Он обхватил ее огромной ручищей и усадил к себе на колени. Сидя так, она казалась меньше, чем была, на фоне его огромной туши. С распущенными волосами, болтая красными тапочками чуть ли не в полуметре от пола, она выглядела маленьким ребенком. МакИкерн смотрел на нее и не мог поверить, что прошло уже девятнадцать лет с тех пор, как доктор укоризненно приподнял брови, услышав отрывистое бурчание полицейского в ответ на известие о том, что родилась девочка.
— Ты знаешь, который час? — спросил мистер МакИкерн. — Два часа ночи.
— Зачем же ты так поздно куришь? — строго сказала Молли. — Сколько сигар ты выкуриваешь за день?
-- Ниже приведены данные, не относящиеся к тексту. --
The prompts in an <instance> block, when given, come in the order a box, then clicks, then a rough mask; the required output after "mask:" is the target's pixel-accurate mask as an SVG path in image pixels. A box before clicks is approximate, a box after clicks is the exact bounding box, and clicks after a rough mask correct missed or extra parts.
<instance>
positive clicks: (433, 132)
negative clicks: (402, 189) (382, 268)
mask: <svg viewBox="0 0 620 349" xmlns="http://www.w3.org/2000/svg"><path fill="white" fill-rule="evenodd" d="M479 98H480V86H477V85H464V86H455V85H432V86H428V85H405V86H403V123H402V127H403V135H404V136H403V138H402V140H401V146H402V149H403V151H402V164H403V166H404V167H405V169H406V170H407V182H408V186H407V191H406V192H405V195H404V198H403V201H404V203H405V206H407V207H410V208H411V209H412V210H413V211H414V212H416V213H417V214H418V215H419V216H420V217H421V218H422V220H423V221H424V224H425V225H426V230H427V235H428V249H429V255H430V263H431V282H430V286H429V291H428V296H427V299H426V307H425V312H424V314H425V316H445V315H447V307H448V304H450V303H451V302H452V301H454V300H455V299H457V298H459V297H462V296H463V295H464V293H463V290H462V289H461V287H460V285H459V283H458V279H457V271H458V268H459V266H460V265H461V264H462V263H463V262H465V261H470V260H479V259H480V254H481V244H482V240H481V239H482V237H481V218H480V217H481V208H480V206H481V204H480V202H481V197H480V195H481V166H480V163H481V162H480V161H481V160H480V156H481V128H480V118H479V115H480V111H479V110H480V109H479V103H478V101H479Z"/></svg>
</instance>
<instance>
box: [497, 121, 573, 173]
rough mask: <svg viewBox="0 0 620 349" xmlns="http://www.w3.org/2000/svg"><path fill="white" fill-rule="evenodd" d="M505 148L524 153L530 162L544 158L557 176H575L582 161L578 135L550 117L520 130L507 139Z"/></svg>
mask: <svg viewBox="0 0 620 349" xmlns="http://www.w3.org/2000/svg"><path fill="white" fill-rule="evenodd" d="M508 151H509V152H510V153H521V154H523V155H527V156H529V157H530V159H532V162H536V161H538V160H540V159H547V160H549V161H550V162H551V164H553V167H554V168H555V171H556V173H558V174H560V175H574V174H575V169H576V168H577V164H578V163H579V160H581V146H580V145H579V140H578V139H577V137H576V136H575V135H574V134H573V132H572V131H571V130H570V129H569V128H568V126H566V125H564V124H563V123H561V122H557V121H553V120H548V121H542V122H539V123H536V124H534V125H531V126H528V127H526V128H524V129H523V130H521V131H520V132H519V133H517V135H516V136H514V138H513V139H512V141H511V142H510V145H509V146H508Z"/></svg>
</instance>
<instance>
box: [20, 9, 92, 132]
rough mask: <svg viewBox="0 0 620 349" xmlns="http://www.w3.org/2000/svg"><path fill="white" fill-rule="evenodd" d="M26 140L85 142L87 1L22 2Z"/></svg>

Вот женишься, а жена не позволит тебе курить, что тогда?
— Нельзя запрещать мужу курить, лапушка. Это мой тебе совет, когда будешь выходить замуж.
— Я никогда не выйду замуж. Буду всю жизнь сидеть дома и штопать тебе носки.
— Хорошо бы, — отозвался он, крепче прижимая ее к себе. — Но когда-нибудь ты выйдешь замуж за принца. А сейчас беги спать. Поздно уже…
— Ничего не выходит, папочка, никак не могу уснуть. Несколько часов пыталась. Насчитала столько овец, что хоть плачь. Это все Растус виноват. Он так храпит!
Мистер МакИкерн сурово посмотрел на бульдога.
— Зачем ты держишь этих зверюг у себя в комнате?
— Да чтобы дюдюка ко мне не забралась, конечно! Разве ты не боишься дюдюку? Ну да, ты такой большой, тебе не страшно. Ты ее разом поколотишь. А они совсем не зверюги — правда, миленькие мои? Вы у меня ангелы, чуть не лопнули от радости, когда ваша тетушка вернулась из Англии, да? Папочка, они скучали тут без меня? Они чахли от тоски?
— Исхудали, как скелеты. Все мы.
— И ты?
— Ну да, можно сказать, и я.
— Тогда зачем ты меня отправил в эту Англию?
— Хотел, чтобы ты посмотрела, как и что. Тебе там понравилось?
— Мне было ужасно грустно без тебя.
— Но сама-то страна тебе понравилась?
— С ума сойти, как понравилась!
МакИкерн вздохнул с облегчением. Единственное препятствие, которое могло возникнуть на пути к великой перемене, не возникло.
— А хотелось бы тебе еще раз поехать в Англию, Молли?
— В Англию' Когда я только что вернулась домой1
— А если бы я тоже с тобой поехал?
Молли вывернула шею, чтобы лучше видеть лицо отца.
— В чем дело, папа? Ты о чем-то пытаешься мне сказать, а мне очень хочется узнать, о чем! Говори скорее, не то я велю Растусу, чтобы он тебя укусил!
— Да говорить-то долго не о чем, золотко. Пока тебя не было, у меня тут окупились кое-какие капиталовложения, вот я и надумал уйти в отставку, отвезти тебя в Англию и найти тебе в женихи какого-нибудь принца — если, конечно, тебе это по душе.
— Папа! Это просто удивительно замечательно!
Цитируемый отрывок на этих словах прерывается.